A specialist in customer engagement for customer service and sales, [24]7 has perfected a solution that they see as the future of chat. Introduced in 2013, [24]7 Assist offers a series of experiences on a single platform for different channels. Assist takes much of the guesswork out of customer service by predicting and anticipating a customer’s intent, enabling businesses to make the right connections at the right times on the right devices. [24]7 Assist uses predictive data and real-time decisioning to automatically improve outcomes and leverages machine-learning to continue to make them better over time.

“Assist stitches channels together in real time,” said Joseph. “Customers start on a company’s website or on social media. They might try online self-service or escalate to click-to-call to get to the voice channel. They may go to an IVR that has natural language capabilities where they can receive visual content or visual voice alternatives. Assist supports omnichannel visitor journeys that seamlessly move between these touch points to chat with full context of prior interactions.  The software not only pays attention to what a person is doing but takes into account what similar customers have done. It reviews interaction data to determine whom to invite to chat, when to intervene, how to engage, and what to recommend.”

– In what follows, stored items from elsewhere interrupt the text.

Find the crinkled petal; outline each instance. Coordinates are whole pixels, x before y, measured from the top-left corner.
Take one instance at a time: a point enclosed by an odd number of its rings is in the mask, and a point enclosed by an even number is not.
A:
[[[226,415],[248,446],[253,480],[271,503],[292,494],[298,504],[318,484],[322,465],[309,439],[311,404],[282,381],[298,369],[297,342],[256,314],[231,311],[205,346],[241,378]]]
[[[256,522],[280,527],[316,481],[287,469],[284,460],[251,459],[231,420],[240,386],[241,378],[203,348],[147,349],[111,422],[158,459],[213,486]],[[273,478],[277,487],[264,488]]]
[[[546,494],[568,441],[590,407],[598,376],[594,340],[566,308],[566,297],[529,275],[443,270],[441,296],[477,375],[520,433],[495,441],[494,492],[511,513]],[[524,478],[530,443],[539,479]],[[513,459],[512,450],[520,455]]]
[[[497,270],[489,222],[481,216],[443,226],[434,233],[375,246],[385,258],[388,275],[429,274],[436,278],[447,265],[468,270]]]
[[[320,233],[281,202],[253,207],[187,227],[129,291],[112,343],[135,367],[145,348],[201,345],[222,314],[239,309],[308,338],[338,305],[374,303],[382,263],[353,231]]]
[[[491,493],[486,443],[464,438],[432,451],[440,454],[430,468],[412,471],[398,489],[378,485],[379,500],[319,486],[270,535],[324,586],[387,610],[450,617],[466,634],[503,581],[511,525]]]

[24]7 Assist makes predictive chat available on every device from desktop to mobile, both as web and native experiences. It employs ongoing scoring of customer intent to predict propensity to purchase. The solution offers real-time model-driven targeting that provides business flexibility and allows organizations to effectively optimize against multiple outcome-goals compared to business rule-based software. Chat invites are algorithmically personalized to the specific customer’s predicted intent.

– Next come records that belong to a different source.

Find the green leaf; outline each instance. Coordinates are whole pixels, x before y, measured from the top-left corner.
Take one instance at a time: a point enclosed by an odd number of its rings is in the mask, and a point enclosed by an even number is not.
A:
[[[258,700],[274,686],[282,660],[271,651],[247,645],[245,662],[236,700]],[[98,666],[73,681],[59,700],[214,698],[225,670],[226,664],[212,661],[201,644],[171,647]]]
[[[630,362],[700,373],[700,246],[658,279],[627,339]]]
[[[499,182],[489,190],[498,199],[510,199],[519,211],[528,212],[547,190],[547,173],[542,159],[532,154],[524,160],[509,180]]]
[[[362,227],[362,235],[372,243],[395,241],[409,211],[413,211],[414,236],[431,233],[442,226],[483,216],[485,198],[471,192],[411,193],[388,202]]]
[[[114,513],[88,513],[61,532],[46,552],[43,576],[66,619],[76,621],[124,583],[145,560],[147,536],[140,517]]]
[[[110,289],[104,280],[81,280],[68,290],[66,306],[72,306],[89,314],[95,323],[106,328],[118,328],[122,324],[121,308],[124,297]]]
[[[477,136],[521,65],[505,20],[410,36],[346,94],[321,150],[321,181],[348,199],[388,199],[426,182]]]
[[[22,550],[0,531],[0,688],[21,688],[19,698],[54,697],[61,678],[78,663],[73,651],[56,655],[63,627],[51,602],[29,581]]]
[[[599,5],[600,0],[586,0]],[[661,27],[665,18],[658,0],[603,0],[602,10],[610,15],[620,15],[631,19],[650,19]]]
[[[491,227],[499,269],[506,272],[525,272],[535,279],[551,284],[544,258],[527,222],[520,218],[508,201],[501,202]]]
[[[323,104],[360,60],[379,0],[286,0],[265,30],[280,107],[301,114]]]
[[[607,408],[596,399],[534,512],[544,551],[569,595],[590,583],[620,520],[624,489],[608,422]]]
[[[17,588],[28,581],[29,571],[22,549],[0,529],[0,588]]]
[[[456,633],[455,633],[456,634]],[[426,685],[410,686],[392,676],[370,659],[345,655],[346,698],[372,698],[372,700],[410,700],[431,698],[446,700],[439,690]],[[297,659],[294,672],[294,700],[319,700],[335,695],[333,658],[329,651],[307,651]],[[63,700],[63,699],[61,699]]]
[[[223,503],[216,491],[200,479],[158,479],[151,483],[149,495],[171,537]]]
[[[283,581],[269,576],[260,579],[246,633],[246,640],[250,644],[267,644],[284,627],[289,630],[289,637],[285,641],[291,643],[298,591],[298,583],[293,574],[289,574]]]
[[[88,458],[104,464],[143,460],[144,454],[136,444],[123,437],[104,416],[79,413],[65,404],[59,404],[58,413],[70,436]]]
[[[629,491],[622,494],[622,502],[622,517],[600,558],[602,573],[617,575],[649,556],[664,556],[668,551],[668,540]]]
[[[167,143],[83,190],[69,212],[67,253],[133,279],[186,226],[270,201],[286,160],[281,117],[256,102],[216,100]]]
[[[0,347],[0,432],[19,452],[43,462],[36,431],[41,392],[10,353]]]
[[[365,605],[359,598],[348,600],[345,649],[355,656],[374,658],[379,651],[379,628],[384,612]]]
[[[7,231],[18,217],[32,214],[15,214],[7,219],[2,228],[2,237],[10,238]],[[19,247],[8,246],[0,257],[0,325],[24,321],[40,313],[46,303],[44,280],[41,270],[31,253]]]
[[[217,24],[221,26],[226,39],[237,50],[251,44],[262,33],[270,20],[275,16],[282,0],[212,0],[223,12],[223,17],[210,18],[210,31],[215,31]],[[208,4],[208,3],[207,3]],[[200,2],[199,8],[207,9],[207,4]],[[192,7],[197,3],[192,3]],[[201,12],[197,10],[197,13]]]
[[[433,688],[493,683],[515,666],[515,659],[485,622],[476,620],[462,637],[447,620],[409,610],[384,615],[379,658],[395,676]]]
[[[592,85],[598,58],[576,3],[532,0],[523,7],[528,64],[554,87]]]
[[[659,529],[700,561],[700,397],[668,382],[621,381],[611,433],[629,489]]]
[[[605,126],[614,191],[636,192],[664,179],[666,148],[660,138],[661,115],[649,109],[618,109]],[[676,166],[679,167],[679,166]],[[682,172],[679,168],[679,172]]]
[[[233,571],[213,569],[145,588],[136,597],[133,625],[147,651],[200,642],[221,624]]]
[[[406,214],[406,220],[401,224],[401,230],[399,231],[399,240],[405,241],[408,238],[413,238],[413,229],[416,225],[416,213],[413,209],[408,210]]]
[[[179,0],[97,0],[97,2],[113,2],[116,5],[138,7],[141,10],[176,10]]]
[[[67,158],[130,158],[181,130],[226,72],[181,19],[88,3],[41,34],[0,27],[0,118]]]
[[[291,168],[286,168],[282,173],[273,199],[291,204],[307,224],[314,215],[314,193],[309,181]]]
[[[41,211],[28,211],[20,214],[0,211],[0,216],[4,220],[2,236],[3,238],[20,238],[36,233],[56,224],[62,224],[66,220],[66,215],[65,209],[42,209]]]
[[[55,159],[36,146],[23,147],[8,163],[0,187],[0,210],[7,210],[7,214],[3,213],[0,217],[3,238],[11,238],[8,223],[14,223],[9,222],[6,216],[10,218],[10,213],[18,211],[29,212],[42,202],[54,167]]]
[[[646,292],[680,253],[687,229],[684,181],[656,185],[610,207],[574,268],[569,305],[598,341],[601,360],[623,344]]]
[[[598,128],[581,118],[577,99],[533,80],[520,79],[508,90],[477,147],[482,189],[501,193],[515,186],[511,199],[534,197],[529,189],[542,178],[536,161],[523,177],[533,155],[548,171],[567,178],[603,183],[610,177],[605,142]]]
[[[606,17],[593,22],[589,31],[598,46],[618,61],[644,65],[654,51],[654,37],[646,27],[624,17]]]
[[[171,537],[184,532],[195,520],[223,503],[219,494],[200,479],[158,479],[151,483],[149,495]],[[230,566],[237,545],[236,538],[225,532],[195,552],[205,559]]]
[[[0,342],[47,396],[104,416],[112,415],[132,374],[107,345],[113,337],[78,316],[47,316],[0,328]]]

Assist also helps chat agents be more effective. During the design process, [24]7 consulted with their own agents and those of their clients as well as UX specialists, behavioral experts and data scientists to develop the most efficient interface design and workflows with guided assistance. “Training chat specialists had been a task with a steep learning curve,” said Brooks Crichlow, VP of Product Marketing for [24]7. “Now agents have can see customer histories on a single screen and the solution can automatically recommend the right question, based on on-the-fly text mining and analysis of chats. Recommendations are adaptive to different stages of an in-progress chat. Supervisors and team leaders can monitor agent performance in real time, using data leveraged on the agent side. Active dashboards and alert systems provide detailed performance analysis. The models learn from each chat and from agent ratings to increase the accuracy of subsequent recommendations.”

[24]7 offers its Assist chat solutions available on an outcome-oriented basis. Ongoing optimization is built into the system with no hidden costs or change fees. “We focus on helping companies build acceptance of chat, as well as higher CSAT and NPS ratings,” said Crichlow. “One Australian wireless carrier had a 19% increase in chat acceptance and others have had dramatic decreases in drop-off rates due to our design that supplements text chat with rich interactive content.” But the most important measure of success for [24]7 Assist is driving incremental revenue directly through chat. “We’ve had clients report that up to 30% of their incremental revenue can be traced to our solution,” said Crichlow.